Ello, a juicio de este autor, supone una barrera prácticamente definitiva para que el obligado tributario consiga que la Administración tributaria le indemnice por sus errores, y conlleva, en palabras de Merino Jara, que a partir de ahora el resarcimiento en esta esfera va a ser la excepción, y no la regla.

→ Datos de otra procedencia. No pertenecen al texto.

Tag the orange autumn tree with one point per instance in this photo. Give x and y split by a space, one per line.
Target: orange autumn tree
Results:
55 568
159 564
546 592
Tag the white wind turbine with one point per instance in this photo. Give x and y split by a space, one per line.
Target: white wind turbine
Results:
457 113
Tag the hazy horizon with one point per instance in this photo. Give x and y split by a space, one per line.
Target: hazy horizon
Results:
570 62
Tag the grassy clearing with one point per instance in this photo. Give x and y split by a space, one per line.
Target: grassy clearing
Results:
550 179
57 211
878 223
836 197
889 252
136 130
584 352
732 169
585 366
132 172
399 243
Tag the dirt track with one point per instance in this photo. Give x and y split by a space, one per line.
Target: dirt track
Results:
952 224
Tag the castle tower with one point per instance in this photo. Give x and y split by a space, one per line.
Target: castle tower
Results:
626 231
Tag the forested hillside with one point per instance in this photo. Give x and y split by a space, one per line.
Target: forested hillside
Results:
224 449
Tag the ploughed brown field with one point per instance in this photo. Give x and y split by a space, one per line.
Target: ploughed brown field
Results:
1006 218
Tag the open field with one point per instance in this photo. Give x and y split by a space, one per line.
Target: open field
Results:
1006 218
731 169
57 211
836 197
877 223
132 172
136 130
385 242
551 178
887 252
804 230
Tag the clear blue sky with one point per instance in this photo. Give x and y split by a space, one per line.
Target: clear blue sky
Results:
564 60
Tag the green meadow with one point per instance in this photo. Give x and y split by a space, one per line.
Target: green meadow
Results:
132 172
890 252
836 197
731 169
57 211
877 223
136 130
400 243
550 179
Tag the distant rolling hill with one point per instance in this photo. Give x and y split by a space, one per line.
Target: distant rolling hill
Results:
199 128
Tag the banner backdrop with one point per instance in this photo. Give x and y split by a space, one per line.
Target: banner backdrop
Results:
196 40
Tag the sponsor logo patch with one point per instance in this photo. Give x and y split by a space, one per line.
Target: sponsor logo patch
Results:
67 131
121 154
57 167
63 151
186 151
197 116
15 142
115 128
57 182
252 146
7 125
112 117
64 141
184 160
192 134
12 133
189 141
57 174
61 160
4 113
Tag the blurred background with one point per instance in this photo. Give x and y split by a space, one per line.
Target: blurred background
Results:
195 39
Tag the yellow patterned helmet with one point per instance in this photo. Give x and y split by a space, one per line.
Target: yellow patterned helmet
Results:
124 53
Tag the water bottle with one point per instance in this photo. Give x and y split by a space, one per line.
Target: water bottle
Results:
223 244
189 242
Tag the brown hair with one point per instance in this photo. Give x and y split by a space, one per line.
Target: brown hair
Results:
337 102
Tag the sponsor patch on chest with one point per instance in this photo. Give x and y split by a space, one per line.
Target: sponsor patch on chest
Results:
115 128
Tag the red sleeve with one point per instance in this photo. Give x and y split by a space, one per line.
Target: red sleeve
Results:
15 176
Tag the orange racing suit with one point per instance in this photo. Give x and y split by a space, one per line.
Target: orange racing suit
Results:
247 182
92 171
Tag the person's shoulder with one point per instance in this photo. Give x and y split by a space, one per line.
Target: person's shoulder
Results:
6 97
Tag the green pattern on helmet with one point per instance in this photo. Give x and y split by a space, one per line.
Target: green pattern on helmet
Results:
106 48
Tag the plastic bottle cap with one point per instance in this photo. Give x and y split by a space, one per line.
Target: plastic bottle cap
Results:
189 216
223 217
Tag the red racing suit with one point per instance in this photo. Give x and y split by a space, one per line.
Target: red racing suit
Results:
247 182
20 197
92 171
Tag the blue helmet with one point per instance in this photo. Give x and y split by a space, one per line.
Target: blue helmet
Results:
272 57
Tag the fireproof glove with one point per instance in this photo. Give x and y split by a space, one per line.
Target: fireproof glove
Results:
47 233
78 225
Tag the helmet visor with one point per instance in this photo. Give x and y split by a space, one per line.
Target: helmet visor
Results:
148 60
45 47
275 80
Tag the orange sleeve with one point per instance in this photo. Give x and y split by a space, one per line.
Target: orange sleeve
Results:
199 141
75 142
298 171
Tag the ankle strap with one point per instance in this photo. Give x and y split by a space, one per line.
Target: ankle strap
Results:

Ello no obstante, debe indicarse que en otras más recientes SSTS, tales como las de 18 febrero 2011, Recurso de Casación núm. 3986/2006, y 11 mayo 2011, Recurso de Casación núm. 64/2007, parece desconocerse la doctrina por él sustentada en sus anteriores, y ya citadas, sentencias, al afirmarse en la primera de estas últimas que “esta Sala viene distinguiendo entre los honorarios que se hubieran tenido que abonar para efectuar la reclamación administrativa y aquellos otros que se devengan como consecuencia del ejercicio de acciones judiciales, apreciando, en supuestos como el que aquí nos ocupa de responsabilidad patrimonial, la procedencia de que los primeros, pese a su carácter voluntario, conformen el quantum indemnizatorio, en atención a la necesidad de contar con asesoramiento jurídico por la complejidad del asunto, pero no así la de los segundos, y ello al tener en cuenta que en estos casos opera el instituto jurídico de la condena en costas”.

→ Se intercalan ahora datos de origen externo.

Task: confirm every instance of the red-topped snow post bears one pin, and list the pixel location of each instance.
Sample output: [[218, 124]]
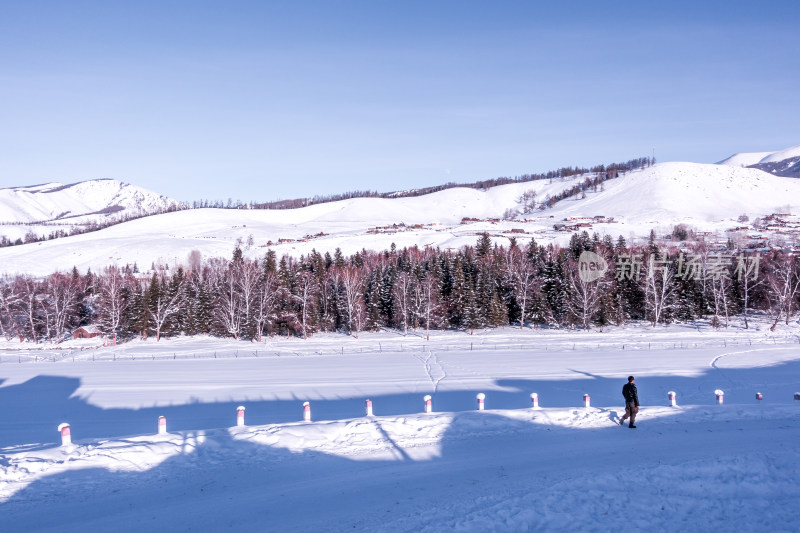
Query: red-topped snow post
[[673, 399], [66, 438], [720, 396]]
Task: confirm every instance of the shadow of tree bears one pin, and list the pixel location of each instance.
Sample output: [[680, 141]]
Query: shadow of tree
[[218, 481]]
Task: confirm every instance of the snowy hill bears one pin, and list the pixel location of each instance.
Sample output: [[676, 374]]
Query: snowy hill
[[77, 203], [168, 238], [744, 159], [707, 197], [669, 193], [785, 163]]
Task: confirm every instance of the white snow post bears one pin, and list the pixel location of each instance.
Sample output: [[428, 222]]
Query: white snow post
[[534, 400], [66, 438]]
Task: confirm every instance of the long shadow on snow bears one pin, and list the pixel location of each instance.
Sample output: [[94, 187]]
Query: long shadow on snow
[[32, 410], [235, 484]]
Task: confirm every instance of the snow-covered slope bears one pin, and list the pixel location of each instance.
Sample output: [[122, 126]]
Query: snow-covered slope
[[708, 197], [744, 159], [78, 202], [782, 155], [168, 238]]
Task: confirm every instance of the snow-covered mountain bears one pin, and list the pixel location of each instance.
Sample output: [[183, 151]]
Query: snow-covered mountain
[[784, 163], [709, 198], [78, 203]]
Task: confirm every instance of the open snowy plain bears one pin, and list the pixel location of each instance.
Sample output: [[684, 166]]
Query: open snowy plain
[[699, 466]]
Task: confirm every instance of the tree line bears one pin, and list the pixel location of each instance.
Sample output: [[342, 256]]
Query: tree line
[[608, 172], [481, 286]]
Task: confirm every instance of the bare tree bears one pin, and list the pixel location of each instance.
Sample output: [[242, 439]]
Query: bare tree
[[165, 302], [29, 293], [659, 287], [783, 280], [353, 285], [305, 297], [584, 297], [227, 308], [521, 274], [401, 292], [431, 304], [266, 297], [246, 275], [112, 303], [58, 301], [747, 272], [9, 303]]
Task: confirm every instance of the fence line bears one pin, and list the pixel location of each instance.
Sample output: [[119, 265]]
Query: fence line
[[381, 348]]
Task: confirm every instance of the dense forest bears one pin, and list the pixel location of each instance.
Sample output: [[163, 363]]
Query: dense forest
[[481, 286]]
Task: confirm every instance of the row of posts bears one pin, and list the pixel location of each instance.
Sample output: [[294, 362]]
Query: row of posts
[[66, 438]]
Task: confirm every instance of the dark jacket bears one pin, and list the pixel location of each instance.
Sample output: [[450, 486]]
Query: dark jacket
[[630, 393]]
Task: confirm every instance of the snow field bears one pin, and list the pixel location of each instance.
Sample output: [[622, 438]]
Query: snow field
[[698, 466], [706, 197]]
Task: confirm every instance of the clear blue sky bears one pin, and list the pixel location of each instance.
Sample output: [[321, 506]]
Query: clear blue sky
[[268, 100]]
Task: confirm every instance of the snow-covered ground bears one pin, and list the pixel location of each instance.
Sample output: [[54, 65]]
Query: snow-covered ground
[[706, 197], [700, 466]]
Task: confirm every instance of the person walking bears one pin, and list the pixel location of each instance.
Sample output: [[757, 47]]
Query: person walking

Es cierto que en dicha STS de 18 febrero 2011 no se terminó reconociendo la pretensión del recurrente de ser indemnizado por los gastos del letrado que le había asistido en vía económico-administrativa; pero ello fue debido a que, según se afirma en esta Sentencia, “el documento aportado con la demanda carece de garantías suficientes para concederle valor probatorio, ya no solo si atendemos a la fecha de su confección, posterior a una minuta que adolecía de la concreción que ahora con el documento se ofrece, sino también porque se incluyen en él unos honorarios como devengados en vía administrativa que requerían un mayor apoyo probatorio, de fácil aportación. Pero es que además llama poderosamente la atención el elevado montante de esos honorarios devengados en vía administrativa en relación con los devengados en vía judicial, hasta el punto que permite considerar que se trata de un documento confeccionado "a la carta", con el preconcebido propósito de que sirva de justificante para de dar acogida a la pretensión”, por lo que hay que entender que si citado documento no hubiese presentado las anomalías que le imputa el Tribunal si se habría reconocido esta petición del actor.
Desconozco si estas SSTS de 18 febrero 2011 y 11 mayo 2011 suponen un cambio de rumbo en esta cuestión o si, por el contrario, implica que los ponentes de las mismas desconocían la doctrina de las antes referidas SSTS cuya doctrina era contraria. El tiempo nos confirmará cuál de estas dos hipótesis es la correcta.